With no fireworks allowed on the space station, NASA astronauts improvised with camera flashes to celebrate Independence Day.
International Space Station (ISS) astronaut Matthew Dominick played around with "light painting" — a long exposure in a dark room that illuminates a subject with a light source — during Expedition 71's time off to celebrate the Fourth of July.
"No fireworks on ISS so we used camera flashes instead. Experimented with 'light painting' today," Dominick wrote on X, formerly Twitter.
Dominick has already been practicing image time-lapses on the orbiting complex in between his regular duties, capturing stunning pictures of Earth and the space station in motion. But for the U.S. holiday, the NASA astronaut mounted the Stars and Stripes to the back of the Japanese Kibo module and played around with interior exposures. Then he posted the results on social media.
Two of the photos show Dominick skittering across Kibo in different ways — one with him zooming through the shot like a superhero, and another one catching him in more of a space tumble. The grin on his face is infectious.
Related: NASA astronauts send Fourth of July message to Earth from ISS (video)

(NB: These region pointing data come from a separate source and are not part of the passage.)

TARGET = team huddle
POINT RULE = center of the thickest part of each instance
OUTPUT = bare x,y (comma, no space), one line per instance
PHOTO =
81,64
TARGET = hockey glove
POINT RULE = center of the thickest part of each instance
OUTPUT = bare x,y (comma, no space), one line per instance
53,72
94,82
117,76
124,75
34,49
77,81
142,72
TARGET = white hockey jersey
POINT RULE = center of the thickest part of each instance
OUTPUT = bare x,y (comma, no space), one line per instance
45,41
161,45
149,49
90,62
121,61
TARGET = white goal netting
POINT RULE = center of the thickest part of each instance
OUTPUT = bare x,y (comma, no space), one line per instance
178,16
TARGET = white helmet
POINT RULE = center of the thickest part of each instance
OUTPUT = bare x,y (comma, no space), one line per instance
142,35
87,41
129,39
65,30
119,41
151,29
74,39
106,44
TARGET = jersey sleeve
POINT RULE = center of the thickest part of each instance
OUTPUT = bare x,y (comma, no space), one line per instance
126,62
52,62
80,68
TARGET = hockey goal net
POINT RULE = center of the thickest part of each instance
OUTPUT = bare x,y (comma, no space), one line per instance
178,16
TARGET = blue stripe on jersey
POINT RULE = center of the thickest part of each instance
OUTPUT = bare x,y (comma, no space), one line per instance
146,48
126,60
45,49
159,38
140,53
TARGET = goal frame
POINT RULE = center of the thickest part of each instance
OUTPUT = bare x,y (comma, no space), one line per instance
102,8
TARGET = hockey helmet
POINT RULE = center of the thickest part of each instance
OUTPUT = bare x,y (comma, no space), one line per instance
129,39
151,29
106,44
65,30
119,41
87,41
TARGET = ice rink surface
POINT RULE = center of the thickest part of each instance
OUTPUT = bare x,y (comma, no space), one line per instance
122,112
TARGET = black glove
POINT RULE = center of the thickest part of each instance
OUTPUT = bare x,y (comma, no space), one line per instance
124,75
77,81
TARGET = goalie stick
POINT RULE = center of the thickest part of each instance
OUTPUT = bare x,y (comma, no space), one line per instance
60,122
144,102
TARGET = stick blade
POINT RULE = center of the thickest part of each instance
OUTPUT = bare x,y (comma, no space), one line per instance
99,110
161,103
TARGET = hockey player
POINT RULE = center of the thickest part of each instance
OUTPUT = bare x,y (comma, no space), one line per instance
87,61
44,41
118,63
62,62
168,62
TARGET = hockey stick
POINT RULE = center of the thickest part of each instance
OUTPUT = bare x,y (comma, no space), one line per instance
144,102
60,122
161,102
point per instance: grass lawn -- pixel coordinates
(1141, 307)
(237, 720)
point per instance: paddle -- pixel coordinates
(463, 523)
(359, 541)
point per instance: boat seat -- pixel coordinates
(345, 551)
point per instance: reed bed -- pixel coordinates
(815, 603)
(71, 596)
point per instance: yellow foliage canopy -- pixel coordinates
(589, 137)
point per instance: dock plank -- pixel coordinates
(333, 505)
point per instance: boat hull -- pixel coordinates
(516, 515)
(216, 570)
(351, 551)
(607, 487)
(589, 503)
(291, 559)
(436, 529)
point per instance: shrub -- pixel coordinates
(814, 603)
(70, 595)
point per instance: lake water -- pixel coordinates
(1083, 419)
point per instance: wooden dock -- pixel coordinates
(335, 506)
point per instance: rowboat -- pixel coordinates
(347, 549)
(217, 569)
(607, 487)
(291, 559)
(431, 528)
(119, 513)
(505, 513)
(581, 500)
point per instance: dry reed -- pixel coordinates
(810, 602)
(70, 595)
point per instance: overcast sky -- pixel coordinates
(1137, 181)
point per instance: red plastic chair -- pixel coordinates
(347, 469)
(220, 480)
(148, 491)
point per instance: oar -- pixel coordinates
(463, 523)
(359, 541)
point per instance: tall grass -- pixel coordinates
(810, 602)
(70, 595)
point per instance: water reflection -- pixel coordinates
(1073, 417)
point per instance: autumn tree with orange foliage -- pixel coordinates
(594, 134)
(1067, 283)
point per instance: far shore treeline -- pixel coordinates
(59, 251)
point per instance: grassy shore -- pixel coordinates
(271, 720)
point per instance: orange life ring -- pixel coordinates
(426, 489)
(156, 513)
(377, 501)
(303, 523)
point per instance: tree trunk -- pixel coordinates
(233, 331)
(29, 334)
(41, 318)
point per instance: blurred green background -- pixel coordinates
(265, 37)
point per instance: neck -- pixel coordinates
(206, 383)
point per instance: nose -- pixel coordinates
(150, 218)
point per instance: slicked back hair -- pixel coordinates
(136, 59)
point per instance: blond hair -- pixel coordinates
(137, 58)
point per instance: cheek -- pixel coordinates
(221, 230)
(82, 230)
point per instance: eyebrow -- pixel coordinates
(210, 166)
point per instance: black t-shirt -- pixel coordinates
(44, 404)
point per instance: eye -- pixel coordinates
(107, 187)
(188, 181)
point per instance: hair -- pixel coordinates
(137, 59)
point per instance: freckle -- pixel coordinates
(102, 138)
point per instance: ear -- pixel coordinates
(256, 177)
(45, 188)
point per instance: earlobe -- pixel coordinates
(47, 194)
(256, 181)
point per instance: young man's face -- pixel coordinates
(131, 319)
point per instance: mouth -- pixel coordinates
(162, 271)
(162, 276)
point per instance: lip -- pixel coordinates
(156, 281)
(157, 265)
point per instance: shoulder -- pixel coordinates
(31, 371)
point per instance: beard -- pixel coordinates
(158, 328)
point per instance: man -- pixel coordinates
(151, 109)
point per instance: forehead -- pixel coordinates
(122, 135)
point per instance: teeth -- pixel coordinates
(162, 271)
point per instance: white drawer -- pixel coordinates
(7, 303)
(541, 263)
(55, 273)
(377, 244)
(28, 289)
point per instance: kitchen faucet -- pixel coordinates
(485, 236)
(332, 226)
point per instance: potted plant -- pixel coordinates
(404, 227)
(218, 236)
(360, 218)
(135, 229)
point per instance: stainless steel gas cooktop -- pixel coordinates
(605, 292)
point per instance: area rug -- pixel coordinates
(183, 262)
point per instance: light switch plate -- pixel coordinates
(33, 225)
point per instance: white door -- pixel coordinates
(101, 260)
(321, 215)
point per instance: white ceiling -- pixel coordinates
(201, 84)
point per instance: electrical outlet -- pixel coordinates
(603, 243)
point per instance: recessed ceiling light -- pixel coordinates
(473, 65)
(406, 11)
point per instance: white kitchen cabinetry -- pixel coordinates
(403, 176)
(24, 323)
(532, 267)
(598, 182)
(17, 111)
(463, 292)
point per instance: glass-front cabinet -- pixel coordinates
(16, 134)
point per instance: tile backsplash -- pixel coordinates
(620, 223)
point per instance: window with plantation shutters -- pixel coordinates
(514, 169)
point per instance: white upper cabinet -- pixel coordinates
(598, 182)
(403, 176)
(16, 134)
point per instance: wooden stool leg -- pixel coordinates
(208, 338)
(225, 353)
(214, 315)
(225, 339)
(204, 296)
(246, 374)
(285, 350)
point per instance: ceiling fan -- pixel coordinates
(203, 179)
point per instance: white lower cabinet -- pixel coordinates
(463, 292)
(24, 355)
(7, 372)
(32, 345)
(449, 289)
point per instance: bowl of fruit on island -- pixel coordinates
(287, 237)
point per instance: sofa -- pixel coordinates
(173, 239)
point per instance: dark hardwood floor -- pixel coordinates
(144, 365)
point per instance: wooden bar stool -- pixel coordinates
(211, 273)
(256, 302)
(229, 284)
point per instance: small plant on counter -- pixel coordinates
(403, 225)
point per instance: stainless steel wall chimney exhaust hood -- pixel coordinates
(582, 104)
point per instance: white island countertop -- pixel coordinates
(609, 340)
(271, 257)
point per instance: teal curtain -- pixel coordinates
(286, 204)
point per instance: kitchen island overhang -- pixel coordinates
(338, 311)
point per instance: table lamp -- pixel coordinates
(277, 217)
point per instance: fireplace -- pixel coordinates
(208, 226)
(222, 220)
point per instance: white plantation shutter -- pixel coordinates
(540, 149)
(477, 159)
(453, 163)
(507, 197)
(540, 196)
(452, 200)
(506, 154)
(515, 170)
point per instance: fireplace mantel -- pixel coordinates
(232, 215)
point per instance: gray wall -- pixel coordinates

Dominick described how the time-lapses were staged: "Turned off the lights. Manually actuated our own flashes. Ambient light only from computers and experiment LEDs." He also added some photography stats, for aspiring space photographers: 15-second exposures, f22, 24mm, ISO 500.
For one photo, he got much of the Expedition 71 long-duration crew and the two Boeing Starliner astronauts (in space for a shorter mission) to join him in Kibo. Each astronaut used their own light source to illuminate themselves in the semi-darkness of the research facility.
The group was instructed to "fire your own flash at will, inside the 15 second exposure of course," Dominick explained in a reply about how they staged it.
While Dominick is using his spare time to play with photos in fun, all astronauts are trained in orbital photography to assist with vital Earth observations during their time in space.
"Astronauts often take beautiful pictures of the aurora borealis, city lights at night, and the horizon, but they can also photograph natural hazards such as volcanic eruptions and wildfires from space," NASA officials wrote in 2021. (More recently, for example, Expedition 71 has been capturing pictures of Hurricane Beryl from space.)
"In fact, astronaut photography can play a crucial role in helping scientists and decision makers monitor hazards in near real-time," the NASA posting added. "While most traditional satellites only take photos looking straight down at the Earth, astronauts can capture images from a variety of perspectives."